In mirrored corridors we pass,
See only ourselves:
Bold as oriental kites.
It is a carnival of sighs.
But each time my mouth fills with water,
I am reminded –
A second of opportunity has died.
Susannah Clare
Candlestick
This candle was not made for church,
nor cake nor celebration.
It is to be used in voids of light
with the flame echoing off vacant walls,
filling rooms with the volume of luminescence.
A spotlight for the late night
reader or scribe, a friend to call upon
in the abandonment of daylight,
knowing a romance beyond
the electric torch or kerosene lamp.
Used sparingly, or lit through long winter hours,
a silver teardrop still shines from its mountaintop.

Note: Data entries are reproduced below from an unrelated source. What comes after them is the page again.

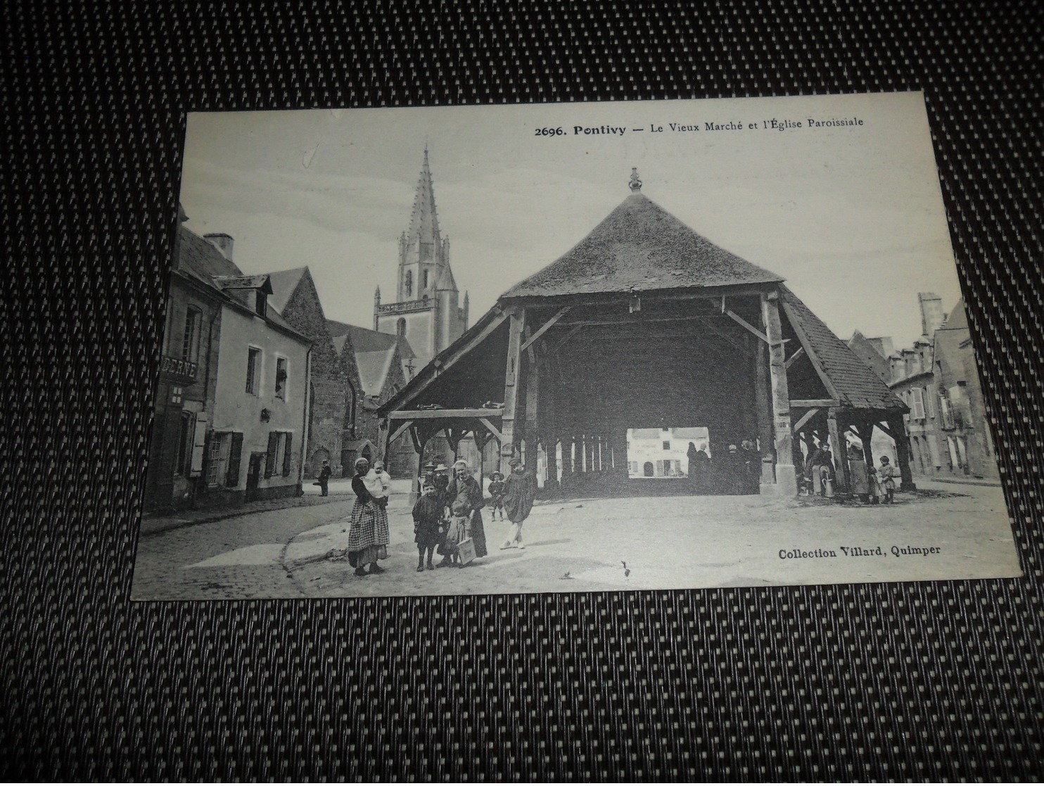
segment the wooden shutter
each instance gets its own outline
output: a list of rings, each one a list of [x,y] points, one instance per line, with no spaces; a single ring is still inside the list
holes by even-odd
[[[270,478],[276,471],[276,451],[279,450],[279,432],[268,432],[268,455],[264,461],[264,476]]]
[[[290,446],[293,442],[293,434],[287,431],[284,436],[286,442],[283,445],[283,477],[288,477],[290,474],[290,457],[293,453],[290,450]]]
[[[239,461],[243,454],[243,435],[232,434],[232,444],[229,446],[229,471],[224,474],[224,484],[230,489],[239,485]]]
[[[192,463],[189,466],[189,476],[193,478],[203,474],[203,457],[207,450],[207,415],[196,414],[195,430],[192,434]]]

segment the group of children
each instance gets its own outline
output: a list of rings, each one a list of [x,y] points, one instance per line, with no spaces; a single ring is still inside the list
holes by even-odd
[[[443,555],[438,567],[456,565],[462,568],[460,544],[471,538],[471,508],[462,500],[448,503],[444,492],[429,481],[424,482],[421,495],[413,505],[417,572],[435,569],[432,563],[435,551]]]

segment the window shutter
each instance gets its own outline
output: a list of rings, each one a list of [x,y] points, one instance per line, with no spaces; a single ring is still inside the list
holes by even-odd
[[[924,420],[924,395],[921,392],[920,387],[915,387],[911,391],[914,394],[914,418],[915,420]]]
[[[270,478],[276,471],[276,451],[279,450],[279,432],[268,432],[268,455],[264,462],[264,476]]]
[[[243,454],[243,435],[234,433],[229,446],[229,471],[224,475],[224,484],[230,489],[239,485],[239,461]]]
[[[189,468],[189,476],[199,477],[203,473],[203,456],[207,450],[207,415],[204,412],[196,414],[195,431],[192,434],[192,463]]]
[[[290,445],[293,442],[293,434],[287,431],[285,436],[286,444],[283,445],[283,477],[288,477],[290,474],[290,456],[293,455],[290,451]]]

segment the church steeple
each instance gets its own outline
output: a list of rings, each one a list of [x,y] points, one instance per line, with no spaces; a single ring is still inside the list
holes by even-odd
[[[435,212],[435,187],[431,182],[431,167],[428,165],[428,148],[424,148],[424,165],[421,178],[417,183],[413,197],[413,214],[406,233],[407,246],[419,252],[419,261],[434,260],[435,248],[442,236],[438,232],[438,214]]]
[[[468,310],[450,269],[450,241],[438,228],[435,188],[424,146],[409,229],[399,236],[399,269],[394,302],[374,303],[374,324],[382,333],[409,341],[419,362],[427,362],[468,327]],[[390,299],[389,299],[390,301]]]

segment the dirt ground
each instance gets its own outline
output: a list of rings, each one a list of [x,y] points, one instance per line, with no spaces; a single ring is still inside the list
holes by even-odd
[[[500,550],[507,523],[483,510],[490,554],[417,572],[404,496],[389,506],[382,575],[336,558],[342,518],[293,538],[283,568],[294,596],[457,595],[757,587],[1020,575],[995,486],[923,482],[894,505],[804,498],[630,497],[539,502],[526,548]],[[846,552],[847,549],[847,552]],[[865,553],[864,553],[865,552]],[[328,554],[335,558],[329,558]],[[437,559],[437,557],[436,557]]]

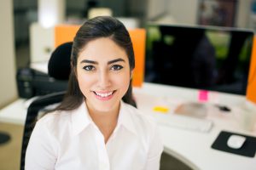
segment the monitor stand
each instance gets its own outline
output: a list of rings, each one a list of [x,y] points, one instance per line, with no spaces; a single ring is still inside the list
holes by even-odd
[[[0,144],[8,142],[10,139],[10,136],[3,132],[0,132]]]

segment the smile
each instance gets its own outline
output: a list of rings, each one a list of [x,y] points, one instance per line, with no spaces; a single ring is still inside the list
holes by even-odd
[[[108,93],[99,93],[99,92],[94,91],[94,94],[101,98],[108,98],[108,97],[111,96],[113,93],[114,93],[114,91],[108,92]]]

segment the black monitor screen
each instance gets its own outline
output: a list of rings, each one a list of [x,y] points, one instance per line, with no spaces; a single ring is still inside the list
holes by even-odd
[[[253,32],[147,26],[145,82],[245,94]]]

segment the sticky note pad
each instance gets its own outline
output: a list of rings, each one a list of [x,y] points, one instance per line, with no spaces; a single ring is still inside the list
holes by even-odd
[[[155,106],[153,108],[153,110],[161,113],[167,113],[169,111],[169,108],[166,106]]]
[[[199,90],[198,100],[202,101],[202,102],[207,101],[208,100],[208,91],[207,90]]]

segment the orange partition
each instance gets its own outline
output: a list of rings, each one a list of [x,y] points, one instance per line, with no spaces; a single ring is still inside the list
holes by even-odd
[[[144,81],[146,31],[145,29],[129,30],[129,34],[135,55],[132,85],[134,87],[141,87]]]
[[[55,27],[55,48],[67,42],[73,42],[79,31],[79,25],[58,25]]]
[[[254,37],[249,77],[247,88],[247,99],[256,104],[256,37]]]
[[[56,26],[55,27],[55,47],[56,48],[67,42],[73,42],[79,27],[80,26],[79,25]],[[144,77],[146,31],[145,29],[131,29],[129,30],[129,34],[135,54],[132,85],[134,87],[141,87]]]

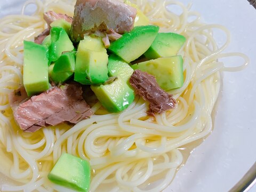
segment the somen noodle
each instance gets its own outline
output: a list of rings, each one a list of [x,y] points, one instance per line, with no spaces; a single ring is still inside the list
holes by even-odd
[[[177,107],[152,117],[146,113],[148,103],[138,96],[120,114],[108,114],[98,102],[92,107],[95,115],[73,127],[61,124],[23,132],[14,122],[8,101],[8,94],[22,83],[23,41],[33,41],[47,27],[44,12],[53,10],[73,16],[75,3],[29,0],[21,14],[1,20],[0,172],[17,182],[15,186],[3,185],[1,190],[68,191],[47,179],[61,154],[68,153],[90,161],[93,171],[91,191],[161,191],[183,163],[178,148],[212,130],[211,113],[220,91],[220,72],[241,70],[249,59],[240,53],[223,53],[230,41],[229,31],[221,25],[202,22],[198,12],[190,11],[190,4],[138,0],[137,5],[150,24],[159,26],[161,32],[187,38],[179,53],[184,60],[184,85],[169,91],[177,100]],[[27,15],[24,13],[30,4],[37,10]],[[169,10],[171,5],[179,6],[182,13]],[[226,35],[220,47],[213,38],[216,29]],[[234,56],[243,58],[244,63],[226,67],[220,61]]]

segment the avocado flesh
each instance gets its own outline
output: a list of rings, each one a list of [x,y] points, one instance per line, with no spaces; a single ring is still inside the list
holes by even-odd
[[[91,168],[89,162],[63,154],[48,174],[52,182],[79,191],[89,191]]]
[[[23,70],[23,84],[28,96],[49,89],[47,48],[25,41]]]
[[[55,20],[51,23],[50,26],[51,27],[59,27],[63,28],[68,35],[70,36],[71,23],[64,19]]]
[[[49,61],[56,61],[65,51],[71,51],[75,47],[68,34],[61,27],[54,27],[51,29],[52,44],[49,46]]]
[[[52,80],[56,83],[62,83],[69,79],[74,74],[75,63],[75,52],[62,54],[55,64],[51,65],[54,67],[49,67],[49,74]]]
[[[47,47],[49,47],[51,44],[52,44],[52,38],[51,37],[50,35],[46,36],[46,37],[45,37],[43,41],[43,42],[42,42],[42,45],[44,45]]]
[[[91,89],[102,106],[111,113],[122,111],[134,99],[133,91],[120,76],[110,84],[91,85]]]
[[[108,49],[129,63],[138,59],[150,46],[156,38],[159,27],[135,27],[130,32],[112,42]]]
[[[108,78],[108,57],[101,38],[85,37],[77,50],[75,81],[84,85],[105,82]]]
[[[140,69],[155,76],[164,90],[179,88],[183,85],[183,59],[180,55],[160,58],[131,67],[134,70]]]
[[[131,6],[137,10],[137,14],[134,20],[134,26],[146,26],[149,24],[149,19],[146,16],[144,13],[138,7],[137,5],[131,3],[129,1],[125,1],[124,3]]]
[[[186,38],[172,33],[159,33],[144,53],[149,59],[176,55],[186,42]]]
[[[108,58],[108,74],[110,77],[120,77],[129,85],[129,81],[134,70],[130,65],[114,54],[109,55]]]

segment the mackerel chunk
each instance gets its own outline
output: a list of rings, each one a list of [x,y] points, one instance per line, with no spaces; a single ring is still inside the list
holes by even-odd
[[[71,34],[74,41],[97,30],[122,34],[133,28],[136,9],[117,0],[77,0]]]
[[[93,115],[78,84],[54,87],[28,100],[23,100],[25,94],[21,90],[14,91],[9,100],[16,122],[25,132],[64,122],[76,124]]]
[[[172,95],[169,94],[160,87],[153,75],[140,70],[135,70],[131,76],[130,83],[135,94],[149,102],[148,114],[161,114],[175,107],[176,100]]]

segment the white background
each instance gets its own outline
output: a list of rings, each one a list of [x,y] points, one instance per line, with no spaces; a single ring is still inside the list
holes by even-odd
[[[0,17],[18,13],[24,1],[1,0]],[[245,53],[251,63],[243,71],[223,74],[213,132],[165,191],[227,191],[256,160],[256,10],[246,0],[181,2],[191,2],[192,10],[200,12],[206,22],[226,26],[232,35],[227,52]],[[217,37],[221,43],[223,37]]]

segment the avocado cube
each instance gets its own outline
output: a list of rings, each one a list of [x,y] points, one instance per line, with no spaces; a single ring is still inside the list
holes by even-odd
[[[122,111],[134,99],[133,90],[119,76],[109,84],[91,85],[91,89],[102,106],[111,113]]]
[[[137,14],[134,20],[134,27],[140,26],[146,26],[149,24],[149,19],[146,16],[144,13],[138,8],[137,5],[131,3],[130,1],[126,0],[124,3],[133,7],[136,8],[137,10]]]
[[[108,56],[101,39],[85,37],[76,54],[75,81],[84,85],[102,84],[108,78]]]
[[[43,45],[24,41],[23,79],[29,97],[50,88],[47,52]]]
[[[46,36],[46,37],[45,37],[43,41],[43,42],[42,42],[42,45],[44,45],[47,47],[49,47],[51,44],[52,44],[52,37],[51,37],[50,35]]]
[[[125,82],[127,82],[130,85],[129,81],[134,70],[118,56],[114,54],[109,55],[108,69],[110,77],[116,77],[119,75]]]
[[[80,158],[63,154],[48,174],[48,179],[56,184],[79,191],[89,191],[91,181],[90,164]]]
[[[49,74],[52,80],[56,83],[62,83],[68,80],[74,74],[75,63],[75,52],[62,54],[55,64],[49,67]]]
[[[176,55],[186,42],[183,35],[172,33],[159,33],[144,53],[149,59]]]
[[[49,46],[50,63],[56,61],[65,51],[74,50],[73,43],[63,28],[52,27],[51,29],[52,44]]]
[[[183,59],[180,55],[160,58],[131,67],[134,70],[140,69],[155,76],[164,90],[179,88],[183,85]]]
[[[71,23],[65,20],[64,19],[55,20],[50,24],[50,26],[51,27],[59,27],[63,28],[68,35],[70,36]]]
[[[108,49],[127,63],[142,55],[156,38],[159,27],[145,26],[135,27],[130,32],[112,42]]]

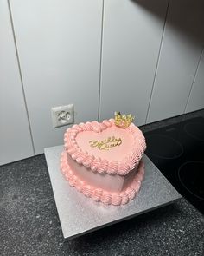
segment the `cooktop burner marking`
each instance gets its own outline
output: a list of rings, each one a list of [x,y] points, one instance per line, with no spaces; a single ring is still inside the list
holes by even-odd
[[[163,159],[175,159],[183,154],[182,145],[172,137],[163,135],[146,136],[146,153]]]
[[[178,170],[178,176],[182,186],[190,194],[204,200],[204,161],[183,163]]]

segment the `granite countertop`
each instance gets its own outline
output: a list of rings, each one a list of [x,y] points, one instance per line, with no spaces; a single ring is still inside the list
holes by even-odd
[[[204,255],[204,216],[184,199],[64,241],[44,154],[2,166],[0,184],[0,255]]]

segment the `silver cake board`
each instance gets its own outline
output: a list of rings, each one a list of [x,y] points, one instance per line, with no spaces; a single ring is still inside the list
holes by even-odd
[[[153,209],[182,196],[151,161],[143,155],[144,181],[135,199],[126,205],[106,206],[70,187],[60,170],[63,146],[45,148],[45,156],[57,211],[65,239],[70,240]]]

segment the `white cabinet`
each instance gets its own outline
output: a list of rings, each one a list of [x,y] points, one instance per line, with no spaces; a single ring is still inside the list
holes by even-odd
[[[144,124],[167,10],[166,0],[105,0],[100,120],[114,111]]]
[[[102,0],[10,0],[36,154],[63,143],[51,107],[73,103],[75,122],[96,120]]]
[[[8,3],[0,1],[0,165],[34,154]]]
[[[204,51],[194,78],[186,113],[204,108]]]
[[[184,113],[202,49],[203,10],[203,0],[169,2],[147,122]]]

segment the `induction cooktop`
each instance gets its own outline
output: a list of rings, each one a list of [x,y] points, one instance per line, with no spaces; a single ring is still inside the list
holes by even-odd
[[[175,188],[204,214],[204,118],[144,133],[145,154]]]

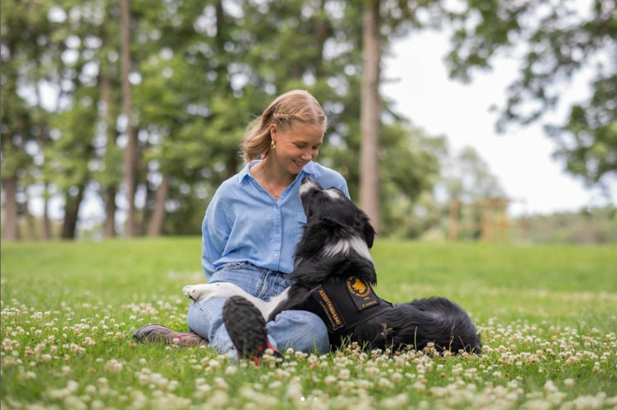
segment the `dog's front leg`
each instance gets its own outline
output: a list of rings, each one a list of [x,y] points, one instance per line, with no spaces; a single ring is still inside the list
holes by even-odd
[[[277,300],[277,298],[284,294],[284,297]],[[285,289],[282,293],[269,301],[271,305],[274,305],[275,302],[277,303],[271,309],[267,320],[269,322],[274,320],[277,315],[284,311],[301,308],[309,297],[311,297],[311,289],[297,284],[291,285]]]
[[[195,301],[203,302],[214,298],[230,298],[242,296],[254,305],[262,313],[264,319],[267,320],[269,312],[276,306],[277,301],[284,297],[284,291],[280,295],[272,298],[274,301],[265,302],[245,292],[242,288],[229,282],[217,282],[215,284],[202,284],[189,285],[182,289],[184,296]],[[272,301],[271,299],[271,301]]]

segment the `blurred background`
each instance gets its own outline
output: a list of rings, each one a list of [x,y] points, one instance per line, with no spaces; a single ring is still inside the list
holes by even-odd
[[[300,88],[382,237],[617,242],[611,0],[6,0],[2,241],[199,235]]]

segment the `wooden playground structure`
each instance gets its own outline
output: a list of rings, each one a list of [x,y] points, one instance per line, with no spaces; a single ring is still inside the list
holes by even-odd
[[[513,203],[522,205],[523,213],[517,220],[508,216],[508,208]],[[461,240],[461,233],[465,232],[467,238],[485,242],[526,242],[526,207],[524,200],[505,198],[486,198],[471,203],[452,200],[448,239],[450,242]]]

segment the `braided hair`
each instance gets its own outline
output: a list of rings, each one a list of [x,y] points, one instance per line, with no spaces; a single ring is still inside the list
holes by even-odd
[[[325,133],[328,119],[319,102],[307,91],[294,90],[279,95],[261,116],[249,124],[242,144],[245,163],[268,155],[272,141],[271,124],[276,124],[283,131],[289,131],[298,124],[306,124]]]

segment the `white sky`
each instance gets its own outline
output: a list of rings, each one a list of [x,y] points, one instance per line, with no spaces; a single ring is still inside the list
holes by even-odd
[[[395,109],[419,126],[429,135],[446,135],[452,151],[473,147],[488,163],[510,198],[521,200],[530,213],[578,210],[603,205],[597,190],[584,188],[580,180],[565,173],[563,163],[553,160],[556,144],[541,124],[511,126],[504,134],[495,131],[497,113],[493,104],[505,102],[508,85],[517,77],[517,62],[502,58],[493,72],[477,72],[468,85],[451,80],[443,59],[449,50],[443,32],[422,31],[397,41],[392,55],[383,61],[382,76],[398,81],[385,82],[382,94],[395,102]],[[567,86],[558,112],[547,119],[561,124],[568,102],[589,94],[585,74]],[[617,198],[617,183],[611,186]]]
[[[488,108],[504,104],[506,87],[517,75],[517,62],[500,58],[493,72],[476,72],[471,84],[463,85],[448,77],[443,59],[449,47],[446,33],[434,31],[414,33],[394,42],[392,55],[382,62],[382,77],[397,80],[385,82],[381,91],[395,102],[395,109],[429,135],[446,136],[453,152],[466,146],[473,147],[507,195],[518,201],[511,213],[578,210],[586,205],[606,204],[597,190],[586,190],[581,180],[564,172],[563,163],[552,158],[555,144],[540,124],[511,126],[503,135],[495,131],[496,113],[489,112]],[[561,123],[568,102],[588,95],[589,76],[585,77],[575,77],[564,87],[558,112],[547,116],[547,119]],[[611,187],[613,200],[617,198],[616,185]],[[52,199],[52,217],[63,217],[63,202],[60,198]],[[30,205],[33,214],[42,214],[42,200],[36,199]],[[125,218],[124,213],[119,210],[119,223]],[[91,225],[104,218],[100,198],[87,192],[80,210],[80,225]]]

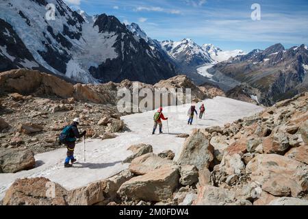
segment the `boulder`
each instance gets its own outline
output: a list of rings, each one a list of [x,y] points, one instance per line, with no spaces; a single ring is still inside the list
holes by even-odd
[[[268,205],[308,205],[308,201],[292,197],[282,197],[272,200]]]
[[[33,168],[34,154],[29,150],[0,148],[0,172],[16,172]]]
[[[193,165],[181,166],[180,168],[181,184],[186,185],[192,185],[198,182],[198,169]]]
[[[101,204],[107,204],[116,199],[116,192],[125,182],[133,177],[133,173],[129,170],[125,170],[118,174],[102,181],[103,193],[105,200]]]
[[[253,202],[253,205],[266,205],[277,198],[268,192],[262,192],[260,196]]]
[[[211,185],[198,188],[197,198],[193,205],[224,205],[234,202],[235,193],[221,187]]]
[[[133,159],[129,165],[129,170],[137,175],[142,175],[163,166],[175,168],[175,165],[170,159],[149,153]]]
[[[100,136],[99,137],[101,138],[101,140],[105,140],[105,139],[115,138],[117,137],[117,136],[116,134],[114,134],[113,133],[105,132],[103,133],[103,136]]]
[[[296,197],[308,188],[308,166],[287,157],[258,155],[247,164],[246,172],[274,196]]]
[[[196,194],[188,193],[185,195],[183,202],[179,203],[179,205],[192,205],[192,203],[197,198]]]
[[[247,139],[242,137],[231,144],[227,149],[226,154],[232,155],[233,154],[245,153],[247,152]]]
[[[289,136],[289,144],[292,147],[305,145],[300,134],[292,135]]]
[[[186,134],[186,133],[182,133],[182,134],[177,135],[176,137],[177,138],[186,138],[190,137],[190,135]]]
[[[19,125],[18,129],[19,132],[29,135],[42,131],[43,130],[43,127],[38,125],[27,123]]]
[[[285,153],[285,156],[308,164],[308,145],[292,148]]]
[[[9,125],[4,120],[4,119],[0,118],[0,131],[8,128],[8,127]]]
[[[93,182],[87,186],[69,191],[66,200],[70,205],[92,205],[103,201],[102,181]]]
[[[304,142],[308,145],[308,120],[303,123],[300,127],[300,134]]]
[[[290,146],[289,138],[285,133],[277,132],[274,135],[264,138],[262,146],[265,153],[283,155]]]
[[[66,205],[67,191],[49,179],[16,180],[5,193],[3,205]]]
[[[67,103],[68,104],[73,104],[75,103],[75,99],[74,97],[70,97],[67,99]]]
[[[205,128],[205,131],[207,131],[209,133],[212,133],[214,132],[216,132],[216,133],[222,133],[222,131],[221,130],[220,127],[219,126],[212,126],[208,128]]]
[[[120,186],[118,194],[129,199],[159,202],[172,198],[178,182],[179,170],[167,166],[131,179]]]
[[[15,101],[19,101],[23,99],[24,96],[18,93],[12,93],[10,94],[10,96]]]
[[[52,112],[64,112],[64,111],[68,111],[73,110],[73,107],[66,107],[64,104],[59,104],[53,106],[51,108],[51,110]]]
[[[184,142],[177,163],[194,165],[198,170],[208,168],[214,159],[213,151],[205,134],[194,130]]]
[[[214,148],[214,155],[215,158],[221,162],[224,150],[229,146],[227,142],[227,136],[214,136],[211,138],[209,144]]]
[[[159,153],[158,157],[162,158],[166,158],[168,159],[173,159],[175,156],[175,153],[171,150],[164,151],[163,152]]]
[[[245,164],[239,154],[226,155],[221,163],[214,166],[214,170],[223,172],[228,176],[241,175],[245,172]]]
[[[256,151],[256,149],[261,143],[259,139],[251,139],[247,142],[247,151],[249,153],[253,153]]]
[[[200,170],[198,175],[198,184],[199,186],[211,185],[211,172],[209,172],[209,169],[204,168]]]
[[[108,127],[110,132],[118,132],[124,127],[124,123],[123,120],[114,120],[111,125]]]
[[[133,159],[141,155],[153,152],[153,147],[151,144],[140,144],[134,148],[134,154],[123,160],[123,163],[130,163]]]
[[[110,119],[107,117],[104,117],[103,118],[101,118],[97,123],[98,125],[107,125],[107,124],[110,123]]]

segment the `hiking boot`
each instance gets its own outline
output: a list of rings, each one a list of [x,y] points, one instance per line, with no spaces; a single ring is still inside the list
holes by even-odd
[[[64,164],[64,168],[70,168],[72,167],[73,164]]]

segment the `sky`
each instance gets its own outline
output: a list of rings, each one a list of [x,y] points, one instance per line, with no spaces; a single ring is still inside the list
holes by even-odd
[[[64,1],[89,15],[136,23],[161,41],[191,38],[200,45],[246,52],[278,42],[285,48],[308,44],[307,0]]]

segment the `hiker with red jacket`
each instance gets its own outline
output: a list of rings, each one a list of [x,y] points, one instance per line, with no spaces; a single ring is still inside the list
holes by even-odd
[[[164,114],[162,114],[162,107],[160,107],[157,112],[154,114],[154,127],[153,127],[152,135],[154,135],[155,133],[156,128],[157,127],[157,125],[159,126],[159,133],[163,133],[162,131],[162,119],[164,120],[168,120],[168,117],[165,118]]]
[[[205,111],[205,107],[204,107],[204,104],[202,103],[202,105],[199,108],[200,113],[199,113],[199,118],[201,119],[202,116],[203,116],[203,113]]]
[[[196,107],[194,105],[192,105],[188,110],[188,116],[190,116],[190,118],[188,118],[188,123],[187,123],[188,125],[192,125],[192,120],[194,120],[194,113],[196,113],[196,115],[198,116],[198,112],[196,110]]]

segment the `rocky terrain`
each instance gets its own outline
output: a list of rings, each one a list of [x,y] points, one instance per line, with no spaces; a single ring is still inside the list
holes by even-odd
[[[152,90],[190,88],[196,102],[220,94],[214,88],[196,86],[185,76],[177,76],[154,86],[138,84],[140,89],[148,88]],[[20,157],[28,155],[28,150],[37,154],[60,148],[56,138],[75,117],[83,121],[80,129],[87,130],[87,137],[115,138],[113,133],[126,130],[120,120],[125,114],[118,112],[116,105],[117,90],[120,88],[132,90],[133,83],[125,80],[120,83],[73,85],[51,75],[25,69],[1,73],[1,155],[12,157],[14,149],[25,151]],[[21,165],[16,171],[33,166],[34,162],[31,164],[26,167]]]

Eventually, it will melt and whither
until only a stump of once proud trunk remains,
a burnt thread of a wick
peeking through the wax,
still asking for the flame.
Colin Dardis.
Straight Line of a Curvature
Awkward with ignorance
I knew nothing of rhythm
other than I moved in such a way
that was pleasing to you.
Awkward with age
you knew nothing of rhyme
other than things had always
ended in the same familiar sounds.
Yet even with both of us in the dark
we still managed to mesh the
crooked curvature of contours
into one straight line.
And we were neither awkward nor ignorant nor old,
but defying all that had up to this point, rendered us lonely.